Supplementary spatial data

# create a "distance matrix" for the right hemisphere
nverts = size(c[R], Inclusive())
c[R][:distance_matrix] = nrand(UInt8, nverts, nverts)

# index into the distance matrix
c[R][:distance_matrix][10000:21000, 2001:4009]

Any supplementary spatial data, such as the distance matrix above, must have spatial dimension(s) that are consistent with those of the surface geometry of the Hemisphere or CorticalSurface struct to which it is "appended." (A current limitation is that these spatial data items must having indexing inclusive of medial wall vertices.)

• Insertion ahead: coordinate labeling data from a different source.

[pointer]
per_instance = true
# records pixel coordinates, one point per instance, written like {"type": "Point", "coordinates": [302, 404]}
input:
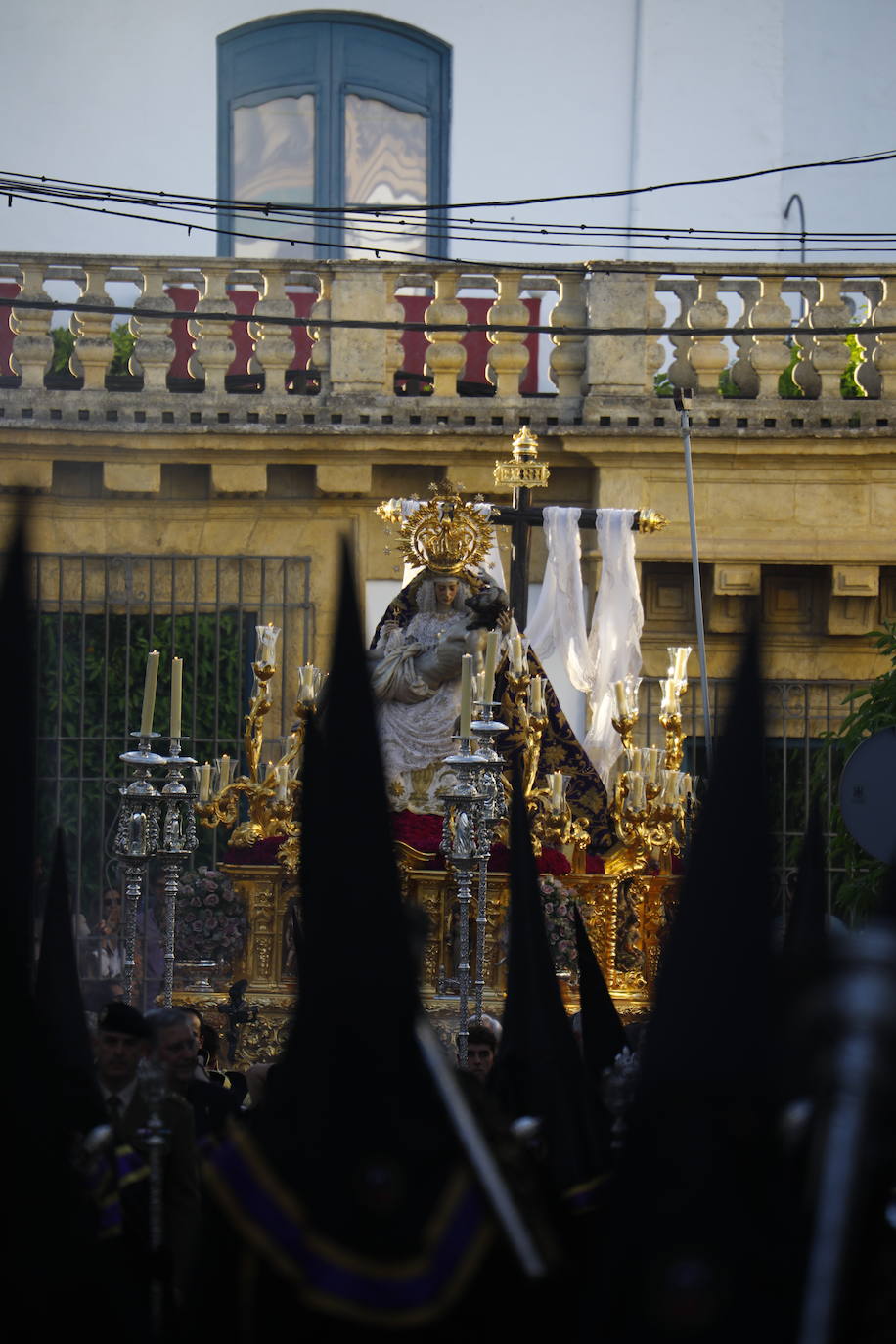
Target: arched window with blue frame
{"type": "Point", "coordinates": [332, 109]}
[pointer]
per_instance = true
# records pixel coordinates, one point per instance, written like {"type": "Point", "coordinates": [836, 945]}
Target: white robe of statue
{"type": "Point", "coordinates": [416, 674]}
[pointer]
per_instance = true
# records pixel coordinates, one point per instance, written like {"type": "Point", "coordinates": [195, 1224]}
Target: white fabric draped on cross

Functions to adjust for presense or absense of medial wall

To map a set of medial wall-inclusive vertices to a set of -exclusive vertices -- in other words, to shorten or collapse the indices -- a function called collapse is provided, as well as expand to handle the opposite case. For example, for a surface geometry that has 29696 or 32494 vertices (exclusive or inclusive of medial wall, respectively):

verts = rand(1:32492, 100)      # generate some random vertex numbers in the range [1, 32492]
new_verts = collapse(verts, c)  # result will be indices in the range [1, 29696]

verts = rand(1:29696, 100)      # generate some random vertex numbers in the range [1, 29696]
new_verts = expand(verts, c)    # result will be indices in the range [1, 32492]

Note that in the former case, the vector returned might be shorter than the length of the input vector, because we're mapping from a larger range down to a smaller one; any of the inputs that belong to the medial wall will necessarily be omitted.

Another pair of functions pad and trim perform a similar role but with a key difference: the input vector is a set of numbers, the values of which you don't want to change; instead, you want to grow its length by padding it with NaN's wherever there's medial wall, or shrink it by trimming out elements that coincide with the medial wall. The numbers could be some functional or statistical data, for example. (For these operations to make sense, the size of the input vector must be equal to size(surf, Exclusive()) in the pad case, or size(surf, Inclusive()) in the trim case.)

functional_data = randn(size(c[L], Exclusive()))
padded_data = pad(functional_data, c[L])

# trimming the value returned above should get you back to the original functional data
trimmed_data = trim(padded_data, c[L])

Acknowledgments

For testing and demonstration purposes, this package uses surface data from the MSC dataset (described in Gordon et al 2017). This data was obtained from the OpenfMRI database. Its accession number is ds000224.